The current FRCs are “very successful operational platforms,” Baffer said.

The Coast Guard’s top acquisition priority is its Offshore Patrol Cutter (OPC), which is still in the early design phases. Three companies, Bollinger, General Dynamics [GD] and Eastern Shipbuilding Group each have preliminary and contract design contracts for the OPC, which is expected to downselect to a single contractor in 2016 for a detailed design phase leading to construction of the first nine to 11 vessels. After that, as with the FRC, the Coast Guard plans to recompete OPC construction to build out the requirement of 25 of the medium endurance cutters.

Baffer said the three contractors have all completed the preliminary design portion of their contracts and have moved on to the contract design, which includes things like proposed schedules, costs and other organizational components.

The Coast Guard has requested nearly $19 million in FY ’16 for OPC, which isn’t enough to begin the detailed design phase. There is a general provision in the Department of Homeland Security’s (DHS) budget request to Congress that contains $70 million that would be transferred from elsewhere in the department to the service to begin this phase of the program. Baffer seemed confident that the funding would be there to complete OPC design with a single contractor although the several subcommittee members at the hearing, including Chairman Duncan Hunter (R-Calif.), expressed concern.

If the current schedule holds, Baffer said the first OPC would be delivered in 2021. That date is years later than originally expected, which forced the Coast Guard into an expensive repair and overhaul of its legacy medium endurance cutters.

GAO’s Mackin said the service faces a “significant gap” between the projected delivery of the OPCs and the end of service life for the cutters it is replacing. She added that the Coast Guard is studying how to keep the legacy assets around longer but that no decision has been made.

Baffer said that the recently completed Mission Effectiveness Project for the medium-endurance cutters “bought us a few years” and an evaluation is underway to see about a further life-extension. However, “Our goal is not too spend any more money than we have too on the legacy fleet but to make sure we can cover the capability gaps until the OPCs replace them,” he said.
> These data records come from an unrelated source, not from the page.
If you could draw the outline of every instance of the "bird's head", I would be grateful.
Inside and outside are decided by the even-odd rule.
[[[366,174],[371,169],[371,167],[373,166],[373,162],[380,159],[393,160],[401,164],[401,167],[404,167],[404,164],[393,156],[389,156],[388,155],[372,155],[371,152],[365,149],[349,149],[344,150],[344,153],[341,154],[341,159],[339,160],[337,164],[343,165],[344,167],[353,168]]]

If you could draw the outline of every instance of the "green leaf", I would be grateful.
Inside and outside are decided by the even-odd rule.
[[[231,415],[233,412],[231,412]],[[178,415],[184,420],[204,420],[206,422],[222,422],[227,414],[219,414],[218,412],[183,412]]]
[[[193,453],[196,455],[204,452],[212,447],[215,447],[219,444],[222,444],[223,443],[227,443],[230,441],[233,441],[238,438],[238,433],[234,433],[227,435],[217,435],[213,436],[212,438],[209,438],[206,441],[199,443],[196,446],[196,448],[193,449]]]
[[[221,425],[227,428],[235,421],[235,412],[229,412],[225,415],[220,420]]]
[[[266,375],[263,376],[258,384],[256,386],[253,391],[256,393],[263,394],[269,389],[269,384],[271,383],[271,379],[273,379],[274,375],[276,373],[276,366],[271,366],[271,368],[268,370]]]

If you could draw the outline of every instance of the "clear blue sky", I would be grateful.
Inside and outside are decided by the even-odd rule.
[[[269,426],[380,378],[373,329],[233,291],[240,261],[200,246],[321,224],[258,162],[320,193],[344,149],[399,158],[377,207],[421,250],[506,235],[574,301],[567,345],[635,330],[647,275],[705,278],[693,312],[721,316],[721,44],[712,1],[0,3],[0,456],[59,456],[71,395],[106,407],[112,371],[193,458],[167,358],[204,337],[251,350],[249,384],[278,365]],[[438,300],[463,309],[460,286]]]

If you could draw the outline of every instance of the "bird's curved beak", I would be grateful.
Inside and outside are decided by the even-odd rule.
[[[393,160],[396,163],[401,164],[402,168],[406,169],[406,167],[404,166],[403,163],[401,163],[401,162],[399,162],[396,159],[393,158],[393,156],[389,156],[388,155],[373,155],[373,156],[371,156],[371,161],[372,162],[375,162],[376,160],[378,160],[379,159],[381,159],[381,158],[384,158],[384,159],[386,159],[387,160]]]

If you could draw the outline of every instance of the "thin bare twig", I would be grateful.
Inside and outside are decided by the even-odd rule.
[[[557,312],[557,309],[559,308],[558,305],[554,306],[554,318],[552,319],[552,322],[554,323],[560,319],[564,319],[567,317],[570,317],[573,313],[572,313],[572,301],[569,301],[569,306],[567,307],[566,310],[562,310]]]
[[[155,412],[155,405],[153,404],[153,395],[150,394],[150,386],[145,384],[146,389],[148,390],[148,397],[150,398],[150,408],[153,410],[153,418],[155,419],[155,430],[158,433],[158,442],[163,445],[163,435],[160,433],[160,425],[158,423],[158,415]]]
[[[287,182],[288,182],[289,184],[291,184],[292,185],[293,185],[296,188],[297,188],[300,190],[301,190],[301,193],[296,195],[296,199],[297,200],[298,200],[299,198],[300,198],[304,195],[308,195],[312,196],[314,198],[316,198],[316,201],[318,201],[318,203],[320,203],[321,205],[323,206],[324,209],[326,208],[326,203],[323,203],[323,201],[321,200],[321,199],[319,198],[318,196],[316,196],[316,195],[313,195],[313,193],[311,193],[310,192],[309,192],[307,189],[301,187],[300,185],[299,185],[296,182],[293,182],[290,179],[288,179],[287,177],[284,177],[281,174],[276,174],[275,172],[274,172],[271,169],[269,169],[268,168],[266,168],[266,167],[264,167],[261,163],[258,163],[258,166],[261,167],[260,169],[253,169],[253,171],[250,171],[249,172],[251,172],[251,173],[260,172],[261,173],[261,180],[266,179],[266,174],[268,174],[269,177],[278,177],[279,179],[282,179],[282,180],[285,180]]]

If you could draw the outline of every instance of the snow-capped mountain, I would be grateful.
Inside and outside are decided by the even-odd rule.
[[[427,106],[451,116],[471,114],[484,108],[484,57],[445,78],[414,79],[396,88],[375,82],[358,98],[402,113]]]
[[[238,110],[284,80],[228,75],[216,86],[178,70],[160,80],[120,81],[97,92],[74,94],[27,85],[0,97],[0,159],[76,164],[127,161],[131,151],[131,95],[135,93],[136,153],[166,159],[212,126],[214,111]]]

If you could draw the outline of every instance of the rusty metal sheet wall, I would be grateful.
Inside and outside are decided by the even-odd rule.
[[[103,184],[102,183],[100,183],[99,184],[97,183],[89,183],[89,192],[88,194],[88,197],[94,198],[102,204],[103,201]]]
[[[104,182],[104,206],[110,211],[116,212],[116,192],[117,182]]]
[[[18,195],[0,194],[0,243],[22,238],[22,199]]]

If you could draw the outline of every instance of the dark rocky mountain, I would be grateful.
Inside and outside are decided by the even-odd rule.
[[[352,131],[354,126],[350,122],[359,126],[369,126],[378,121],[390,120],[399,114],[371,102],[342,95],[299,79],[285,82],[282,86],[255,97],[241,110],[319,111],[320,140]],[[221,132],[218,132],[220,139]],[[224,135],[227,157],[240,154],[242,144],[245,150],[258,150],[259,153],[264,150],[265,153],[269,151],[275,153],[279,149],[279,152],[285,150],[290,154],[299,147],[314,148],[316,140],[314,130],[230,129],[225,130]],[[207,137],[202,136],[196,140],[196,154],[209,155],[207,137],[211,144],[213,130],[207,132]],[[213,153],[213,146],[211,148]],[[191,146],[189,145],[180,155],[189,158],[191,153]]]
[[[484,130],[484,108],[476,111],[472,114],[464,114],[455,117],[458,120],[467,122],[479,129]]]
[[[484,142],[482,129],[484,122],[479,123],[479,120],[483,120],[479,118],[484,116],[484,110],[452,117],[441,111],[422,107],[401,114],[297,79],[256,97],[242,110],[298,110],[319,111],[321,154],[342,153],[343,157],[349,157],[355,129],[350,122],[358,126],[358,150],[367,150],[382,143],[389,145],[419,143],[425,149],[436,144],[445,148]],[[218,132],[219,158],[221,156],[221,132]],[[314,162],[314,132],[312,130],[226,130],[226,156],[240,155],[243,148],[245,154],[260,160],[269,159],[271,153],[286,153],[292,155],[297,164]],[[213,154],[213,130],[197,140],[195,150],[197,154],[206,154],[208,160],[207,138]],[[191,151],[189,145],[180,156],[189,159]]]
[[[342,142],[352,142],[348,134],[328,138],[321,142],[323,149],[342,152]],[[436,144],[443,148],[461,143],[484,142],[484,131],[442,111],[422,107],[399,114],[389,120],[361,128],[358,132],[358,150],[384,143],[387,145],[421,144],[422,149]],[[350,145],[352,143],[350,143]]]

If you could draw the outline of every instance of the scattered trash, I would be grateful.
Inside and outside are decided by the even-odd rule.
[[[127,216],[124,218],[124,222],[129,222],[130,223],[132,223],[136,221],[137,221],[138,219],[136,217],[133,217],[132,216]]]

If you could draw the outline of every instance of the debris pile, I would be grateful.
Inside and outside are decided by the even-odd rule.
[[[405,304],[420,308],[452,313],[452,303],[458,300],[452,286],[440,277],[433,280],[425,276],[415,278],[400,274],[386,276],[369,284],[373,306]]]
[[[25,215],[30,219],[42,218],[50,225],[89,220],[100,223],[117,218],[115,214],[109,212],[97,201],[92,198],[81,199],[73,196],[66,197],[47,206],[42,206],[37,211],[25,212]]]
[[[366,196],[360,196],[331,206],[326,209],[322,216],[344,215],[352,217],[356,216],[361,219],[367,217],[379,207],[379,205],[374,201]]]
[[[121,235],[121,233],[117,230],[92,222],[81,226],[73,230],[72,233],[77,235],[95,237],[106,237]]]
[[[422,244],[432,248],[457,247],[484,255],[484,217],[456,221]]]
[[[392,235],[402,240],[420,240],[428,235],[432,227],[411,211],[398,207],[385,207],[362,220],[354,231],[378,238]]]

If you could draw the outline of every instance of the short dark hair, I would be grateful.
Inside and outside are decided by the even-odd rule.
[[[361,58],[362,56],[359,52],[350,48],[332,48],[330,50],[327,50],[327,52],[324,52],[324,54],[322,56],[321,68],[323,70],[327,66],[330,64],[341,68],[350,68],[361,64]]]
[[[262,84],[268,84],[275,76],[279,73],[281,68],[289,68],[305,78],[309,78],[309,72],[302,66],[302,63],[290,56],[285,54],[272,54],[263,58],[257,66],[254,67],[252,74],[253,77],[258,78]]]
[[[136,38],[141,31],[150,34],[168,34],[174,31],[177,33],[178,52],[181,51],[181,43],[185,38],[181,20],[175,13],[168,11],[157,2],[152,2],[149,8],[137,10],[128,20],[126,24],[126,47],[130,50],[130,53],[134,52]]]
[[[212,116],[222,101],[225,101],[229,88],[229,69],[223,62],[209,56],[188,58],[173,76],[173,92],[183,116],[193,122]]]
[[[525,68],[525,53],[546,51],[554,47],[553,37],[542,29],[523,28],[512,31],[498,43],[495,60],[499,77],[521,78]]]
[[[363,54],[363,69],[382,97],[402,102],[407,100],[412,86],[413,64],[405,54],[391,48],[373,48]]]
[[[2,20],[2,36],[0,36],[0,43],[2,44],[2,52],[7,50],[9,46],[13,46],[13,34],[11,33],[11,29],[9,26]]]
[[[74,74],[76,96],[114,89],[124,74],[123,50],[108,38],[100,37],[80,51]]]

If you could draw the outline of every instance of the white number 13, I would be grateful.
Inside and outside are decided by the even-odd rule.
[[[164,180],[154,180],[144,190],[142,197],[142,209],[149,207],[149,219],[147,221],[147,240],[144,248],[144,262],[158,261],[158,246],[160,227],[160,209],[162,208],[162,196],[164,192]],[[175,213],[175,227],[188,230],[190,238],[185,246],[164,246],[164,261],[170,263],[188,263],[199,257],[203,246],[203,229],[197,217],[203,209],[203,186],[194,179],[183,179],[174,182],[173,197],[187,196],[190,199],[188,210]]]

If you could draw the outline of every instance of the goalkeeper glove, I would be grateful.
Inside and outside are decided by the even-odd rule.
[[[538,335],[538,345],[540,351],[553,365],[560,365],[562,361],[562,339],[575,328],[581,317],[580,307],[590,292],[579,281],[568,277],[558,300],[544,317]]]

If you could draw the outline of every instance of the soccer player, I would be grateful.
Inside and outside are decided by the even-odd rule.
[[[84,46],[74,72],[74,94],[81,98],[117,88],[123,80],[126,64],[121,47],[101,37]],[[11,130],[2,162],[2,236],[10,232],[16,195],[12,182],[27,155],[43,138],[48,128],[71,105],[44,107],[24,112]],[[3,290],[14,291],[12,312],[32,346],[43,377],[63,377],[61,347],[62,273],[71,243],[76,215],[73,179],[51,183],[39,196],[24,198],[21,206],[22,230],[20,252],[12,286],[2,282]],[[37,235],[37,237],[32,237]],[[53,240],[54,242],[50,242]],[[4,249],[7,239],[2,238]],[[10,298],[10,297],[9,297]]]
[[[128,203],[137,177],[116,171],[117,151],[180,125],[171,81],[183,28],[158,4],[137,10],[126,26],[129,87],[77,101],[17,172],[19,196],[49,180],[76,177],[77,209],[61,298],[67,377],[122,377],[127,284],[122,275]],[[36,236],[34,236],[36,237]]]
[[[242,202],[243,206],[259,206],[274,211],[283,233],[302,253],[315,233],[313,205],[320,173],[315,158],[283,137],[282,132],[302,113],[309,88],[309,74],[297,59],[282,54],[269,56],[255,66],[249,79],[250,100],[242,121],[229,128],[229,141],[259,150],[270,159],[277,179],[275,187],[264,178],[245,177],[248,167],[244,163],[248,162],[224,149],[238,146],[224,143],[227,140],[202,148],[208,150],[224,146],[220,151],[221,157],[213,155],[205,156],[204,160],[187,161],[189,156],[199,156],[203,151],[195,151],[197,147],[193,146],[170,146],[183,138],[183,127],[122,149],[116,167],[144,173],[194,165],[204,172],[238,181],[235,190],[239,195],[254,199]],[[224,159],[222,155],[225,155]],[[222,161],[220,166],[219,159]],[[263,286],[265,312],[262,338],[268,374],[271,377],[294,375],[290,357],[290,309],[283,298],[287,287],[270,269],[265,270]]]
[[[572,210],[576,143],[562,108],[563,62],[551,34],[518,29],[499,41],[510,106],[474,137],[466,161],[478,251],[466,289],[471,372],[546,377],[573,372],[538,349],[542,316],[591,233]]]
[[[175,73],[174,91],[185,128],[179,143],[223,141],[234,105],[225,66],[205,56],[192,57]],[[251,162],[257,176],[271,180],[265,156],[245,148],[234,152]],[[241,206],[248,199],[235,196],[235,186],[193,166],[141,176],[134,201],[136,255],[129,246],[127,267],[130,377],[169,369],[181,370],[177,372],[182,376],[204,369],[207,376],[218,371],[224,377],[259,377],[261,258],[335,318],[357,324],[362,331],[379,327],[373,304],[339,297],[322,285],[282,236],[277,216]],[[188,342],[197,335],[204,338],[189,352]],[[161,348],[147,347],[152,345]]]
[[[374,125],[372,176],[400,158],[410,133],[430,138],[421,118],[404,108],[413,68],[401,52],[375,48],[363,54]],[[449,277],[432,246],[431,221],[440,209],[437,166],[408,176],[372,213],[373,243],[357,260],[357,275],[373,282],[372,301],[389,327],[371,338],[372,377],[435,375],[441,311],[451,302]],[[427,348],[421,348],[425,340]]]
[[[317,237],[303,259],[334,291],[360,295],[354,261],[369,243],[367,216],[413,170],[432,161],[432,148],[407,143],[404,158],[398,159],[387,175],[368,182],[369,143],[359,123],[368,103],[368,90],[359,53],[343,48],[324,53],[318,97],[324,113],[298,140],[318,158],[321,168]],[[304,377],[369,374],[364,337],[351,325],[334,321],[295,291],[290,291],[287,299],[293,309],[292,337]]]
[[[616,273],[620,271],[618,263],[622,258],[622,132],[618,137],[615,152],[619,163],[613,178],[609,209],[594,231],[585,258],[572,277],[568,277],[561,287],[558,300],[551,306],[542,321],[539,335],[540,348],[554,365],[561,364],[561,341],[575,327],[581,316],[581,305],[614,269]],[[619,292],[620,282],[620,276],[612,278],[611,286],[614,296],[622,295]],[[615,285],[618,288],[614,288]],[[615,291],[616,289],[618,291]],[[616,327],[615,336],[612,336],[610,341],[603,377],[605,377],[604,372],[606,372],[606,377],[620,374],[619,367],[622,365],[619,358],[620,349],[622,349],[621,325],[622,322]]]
Under the current schedule the gap between when the OPCs begin delivering and when the legacy assets have to be retired is small and “manageable,” Baffer said. On the other hand, “The concern is if we don’t get started on OPC the gap could be very large and then it calls into question what is our offshore mission capability in the future,” he said.

The Coast Guard is currently redoing a Mission Need Statement that will help guide its future acquisition priorities. The last mission statement was done in 2005 and the new one will be out this summer.

The new Mission Need Statement will drive a new concept of operations, which will in turn help the service reevaluate its acquisition programs of record, including aviation, surface and other assets, Baffer said. Beginning later this year, the Coast Guard will conduct simulations of potential fleet mixes and measure the effectiveness of these various mixes and balance the cost of each, he said.